PyData Global 2024

Using and contributing to the data.table package for efficient big data analysis
12-04, 13:30–15:00 (UTC), Data/ Data Science Track

data.table is an R package with C code that is one of the most efficient open-source in-memory data manipulation packages available today. First released to CRAN by Matt Dowle in 2006, it continues to grow in popularity, and now over 1500 other CRAN packages depend on data.table. This talk will start with data reading from CSV, discuss basic and advanced data manipulation topics, and finally will end with a discussion about how you can contribute to data.table.

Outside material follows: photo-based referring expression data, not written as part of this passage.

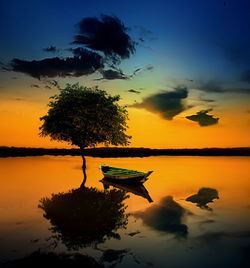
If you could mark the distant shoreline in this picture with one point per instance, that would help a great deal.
(124, 152)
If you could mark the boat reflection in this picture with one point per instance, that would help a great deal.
(203, 197)
(85, 216)
(136, 188)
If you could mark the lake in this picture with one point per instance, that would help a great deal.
(199, 217)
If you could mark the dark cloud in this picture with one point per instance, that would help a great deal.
(113, 74)
(105, 43)
(86, 63)
(134, 91)
(206, 100)
(35, 85)
(144, 34)
(166, 217)
(204, 196)
(52, 83)
(116, 73)
(166, 104)
(107, 34)
(203, 118)
(51, 49)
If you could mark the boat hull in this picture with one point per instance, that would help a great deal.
(136, 177)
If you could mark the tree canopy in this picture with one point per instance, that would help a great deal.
(85, 117)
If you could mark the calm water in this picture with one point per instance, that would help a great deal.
(168, 232)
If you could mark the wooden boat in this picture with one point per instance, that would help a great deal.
(135, 188)
(122, 174)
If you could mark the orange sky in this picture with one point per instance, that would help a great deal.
(19, 119)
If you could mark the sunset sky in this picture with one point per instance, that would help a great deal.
(181, 67)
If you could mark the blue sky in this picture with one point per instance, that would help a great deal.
(200, 46)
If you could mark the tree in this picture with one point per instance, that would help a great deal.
(85, 117)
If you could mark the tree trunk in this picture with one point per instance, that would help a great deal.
(83, 168)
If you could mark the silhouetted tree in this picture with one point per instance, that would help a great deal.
(85, 117)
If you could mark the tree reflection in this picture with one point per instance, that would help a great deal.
(204, 196)
(85, 216)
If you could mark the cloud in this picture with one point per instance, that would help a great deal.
(51, 49)
(165, 217)
(203, 118)
(113, 74)
(166, 104)
(204, 196)
(206, 100)
(134, 91)
(86, 63)
(107, 34)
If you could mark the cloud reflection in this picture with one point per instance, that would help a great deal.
(165, 216)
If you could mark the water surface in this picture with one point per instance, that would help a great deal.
(211, 228)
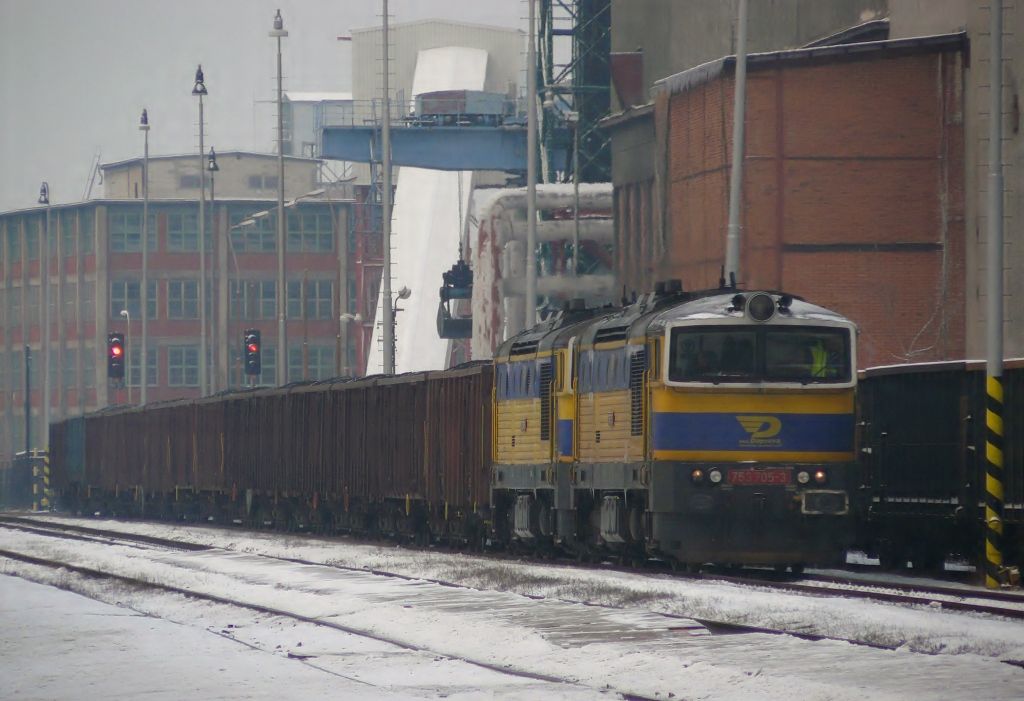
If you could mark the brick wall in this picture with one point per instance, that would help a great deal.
(852, 193)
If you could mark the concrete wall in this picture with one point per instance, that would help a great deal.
(230, 181)
(677, 35)
(852, 194)
(505, 46)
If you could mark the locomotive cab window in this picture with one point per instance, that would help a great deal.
(784, 354)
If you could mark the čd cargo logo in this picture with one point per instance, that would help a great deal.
(762, 430)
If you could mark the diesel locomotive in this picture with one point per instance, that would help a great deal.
(696, 427)
(700, 427)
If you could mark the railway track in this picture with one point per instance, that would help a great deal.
(969, 600)
(950, 598)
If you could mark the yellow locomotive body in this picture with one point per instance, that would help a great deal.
(702, 427)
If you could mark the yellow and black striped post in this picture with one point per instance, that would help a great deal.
(993, 482)
(40, 483)
(994, 437)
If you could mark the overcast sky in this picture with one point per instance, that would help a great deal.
(75, 76)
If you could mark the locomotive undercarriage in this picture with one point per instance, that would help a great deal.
(634, 511)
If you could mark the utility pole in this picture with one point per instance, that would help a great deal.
(279, 33)
(530, 306)
(994, 437)
(738, 146)
(388, 311)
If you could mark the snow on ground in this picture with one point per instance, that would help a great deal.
(58, 645)
(918, 629)
(624, 650)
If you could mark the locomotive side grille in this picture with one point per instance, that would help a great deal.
(638, 363)
(546, 376)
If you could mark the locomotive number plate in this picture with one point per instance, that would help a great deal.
(775, 476)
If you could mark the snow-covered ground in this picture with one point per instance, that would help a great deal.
(631, 650)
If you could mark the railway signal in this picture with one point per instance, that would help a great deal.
(252, 345)
(116, 356)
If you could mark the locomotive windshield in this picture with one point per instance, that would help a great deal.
(744, 354)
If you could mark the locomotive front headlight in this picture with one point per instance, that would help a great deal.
(761, 307)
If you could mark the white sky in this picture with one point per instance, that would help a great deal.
(75, 75)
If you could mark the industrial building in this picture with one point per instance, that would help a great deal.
(94, 260)
(864, 183)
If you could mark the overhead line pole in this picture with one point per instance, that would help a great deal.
(994, 437)
(738, 146)
(530, 302)
(388, 316)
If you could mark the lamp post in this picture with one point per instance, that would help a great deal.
(44, 280)
(128, 354)
(212, 168)
(143, 126)
(343, 347)
(199, 89)
(403, 294)
(389, 344)
(279, 32)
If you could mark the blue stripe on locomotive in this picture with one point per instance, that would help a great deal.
(796, 432)
(564, 436)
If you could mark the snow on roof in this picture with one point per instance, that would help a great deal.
(296, 96)
(220, 155)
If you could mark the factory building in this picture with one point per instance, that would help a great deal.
(94, 269)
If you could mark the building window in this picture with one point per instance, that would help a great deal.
(318, 362)
(70, 301)
(192, 181)
(182, 231)
(318, 300)
(68, 233)
(259, 236)
(13, 243)
(32, 305)
(182, 299)
(309, 232)
(70, 375)
(182, 365)
(15, 306)
(134, 354)
(32, 238)
(262, 182)
(86, 232)
(89, 366)
(126, 295)
(88, 295)
(126, 231)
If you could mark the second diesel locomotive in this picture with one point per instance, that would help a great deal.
(702, 427)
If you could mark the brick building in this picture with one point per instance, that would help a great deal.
(852, 186)
(94, 269)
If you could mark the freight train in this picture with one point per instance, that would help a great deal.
(923, 462)
(700, 427)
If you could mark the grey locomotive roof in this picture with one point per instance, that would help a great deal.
(719, 307)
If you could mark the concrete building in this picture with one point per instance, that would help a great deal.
(94, 271)
(884, 146)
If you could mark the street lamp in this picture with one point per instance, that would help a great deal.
(199, 89)
(143, 126)
(44, 279)
(212, 168)
(403, 294)
(128, 354)
(279, 33)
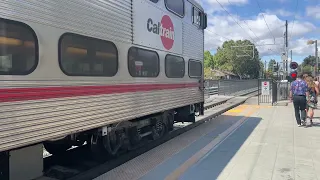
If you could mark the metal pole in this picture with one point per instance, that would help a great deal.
(316, 72)
(286, 49)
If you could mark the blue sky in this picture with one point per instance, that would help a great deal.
(250, 17)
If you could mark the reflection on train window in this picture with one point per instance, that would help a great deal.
(143, 63)
(175, 66)
(175, 6)
(195, 68)
(84, 56)
(18, 48)
(196, 17)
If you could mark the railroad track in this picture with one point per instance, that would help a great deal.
(78, 164)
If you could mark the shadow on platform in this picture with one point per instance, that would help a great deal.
(214, 162)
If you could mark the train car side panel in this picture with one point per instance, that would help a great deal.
(156, 28)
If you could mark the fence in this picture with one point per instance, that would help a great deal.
(228, 87)
(271, 91)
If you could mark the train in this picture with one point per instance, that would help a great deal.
(105, 72)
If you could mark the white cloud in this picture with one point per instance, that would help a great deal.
(313, 11)
(226, 27)
(281, 12)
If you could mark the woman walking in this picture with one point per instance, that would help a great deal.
(312, 98)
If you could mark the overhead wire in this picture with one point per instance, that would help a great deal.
(265, 19)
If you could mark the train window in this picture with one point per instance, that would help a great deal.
(195, 68)
(18, 48)
(84, 56)
(175, 66)
(175, 6)
(143, 63)
(196, 17)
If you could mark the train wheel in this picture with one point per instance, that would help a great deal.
(56, 148)
(113, 142)
(159, 129)
(96, 147)
(169, 120)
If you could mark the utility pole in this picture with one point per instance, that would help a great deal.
(317, 62)
(286, 49)
(265, 69)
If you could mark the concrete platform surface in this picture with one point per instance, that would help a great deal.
(274, 148)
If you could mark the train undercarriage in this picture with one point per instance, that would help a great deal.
(112, 139)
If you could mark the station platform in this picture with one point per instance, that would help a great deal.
(248, 142)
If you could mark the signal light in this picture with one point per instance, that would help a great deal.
(293, 65)
(292, 77)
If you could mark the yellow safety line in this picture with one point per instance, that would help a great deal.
(196, 157)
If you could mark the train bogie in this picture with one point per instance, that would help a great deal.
(102, 72)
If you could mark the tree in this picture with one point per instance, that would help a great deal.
(226, 59)
(271, 64)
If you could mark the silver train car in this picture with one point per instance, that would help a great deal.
(104, 72)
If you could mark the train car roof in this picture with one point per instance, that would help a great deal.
(195, 3)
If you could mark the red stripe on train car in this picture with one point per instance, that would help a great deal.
(23, 94)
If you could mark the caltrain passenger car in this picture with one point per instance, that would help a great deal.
(102, 71)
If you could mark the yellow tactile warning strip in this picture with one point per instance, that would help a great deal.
(196, 157)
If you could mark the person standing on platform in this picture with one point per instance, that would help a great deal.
(317, 85)
(312, 98)
(298, 93)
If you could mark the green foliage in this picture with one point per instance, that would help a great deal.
(307, 66)
(270, 64)
(226, 59)
(309, 60)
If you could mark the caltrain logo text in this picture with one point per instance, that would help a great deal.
(164, 29)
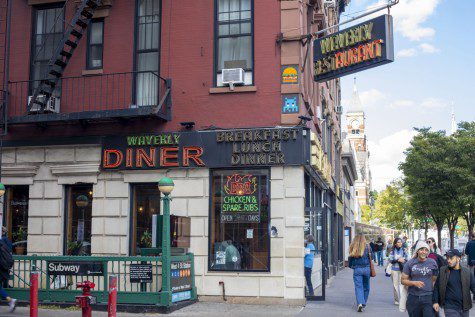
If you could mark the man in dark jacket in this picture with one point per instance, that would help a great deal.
(453, 286)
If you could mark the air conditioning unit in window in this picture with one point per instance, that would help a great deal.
(52, 104)
(233, 76)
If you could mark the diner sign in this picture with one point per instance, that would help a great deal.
(365, 45)
(240, 201)
(211, 149)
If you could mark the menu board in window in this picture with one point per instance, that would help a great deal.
(240, 199)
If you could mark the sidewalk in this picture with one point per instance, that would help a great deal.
(198, 309)
(341, 302)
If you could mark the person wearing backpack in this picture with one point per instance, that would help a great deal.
(6, 263)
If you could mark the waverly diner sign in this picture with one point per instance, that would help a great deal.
(211, 149)
(366, 45)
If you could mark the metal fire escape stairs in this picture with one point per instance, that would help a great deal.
(63, 53)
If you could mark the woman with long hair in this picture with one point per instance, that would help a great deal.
(397, 257)
(359, 261)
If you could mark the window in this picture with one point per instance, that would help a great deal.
(95, 44)
(47, 34)
(239, 221)
(147, 52)
(15, 218)
(145, 204)
(78, 220)
(234, 37)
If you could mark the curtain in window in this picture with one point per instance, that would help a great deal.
(147, 54)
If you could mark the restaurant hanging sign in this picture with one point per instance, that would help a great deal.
(240, 200)
(363, 46)
(211, 149)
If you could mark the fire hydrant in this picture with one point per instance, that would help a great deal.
(86, 299)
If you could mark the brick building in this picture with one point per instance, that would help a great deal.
(100, 99)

https://github.com/tdhock/2023-10-LatinR-data.table?tab=readme-ov-file#english


Prior Knowledge Expected

No previous knowledge expected

A Berkeley-educated California native, Toby Dylan Hocking received his PhD in mathematics (machine learning) from Ecole Normale Superiere de Cachan (Paris, France) in 2012. He worked as a postdoc in Masashi Sugiyama’s machine learning lab at Tokyo Tech in 2013, and in Guillaume Bourque’s genomics lab in McGill University, Montreal, Canada (2014-2018).

In 2018-2024 he was a tenure-track Assistant Professor at Northern Arizona University, and since 2024 he is a tenured Associate Professor at Université de Sherbrooke, where he directs the LASSO research lab (Learning Algorithms, Statistical Software, Optimization). Since 2024, Toby is also an Associate Academic member at Mila - Quebec Artificial Intelligence Institute.

He has authored dozens of R packages, and has published 40+ peer-reviewed research papers on machine learning and statistical software. He has mentored 30+ students in research projects, as well as another 30+ open-source software contributors with R Project in Google Summer of Code.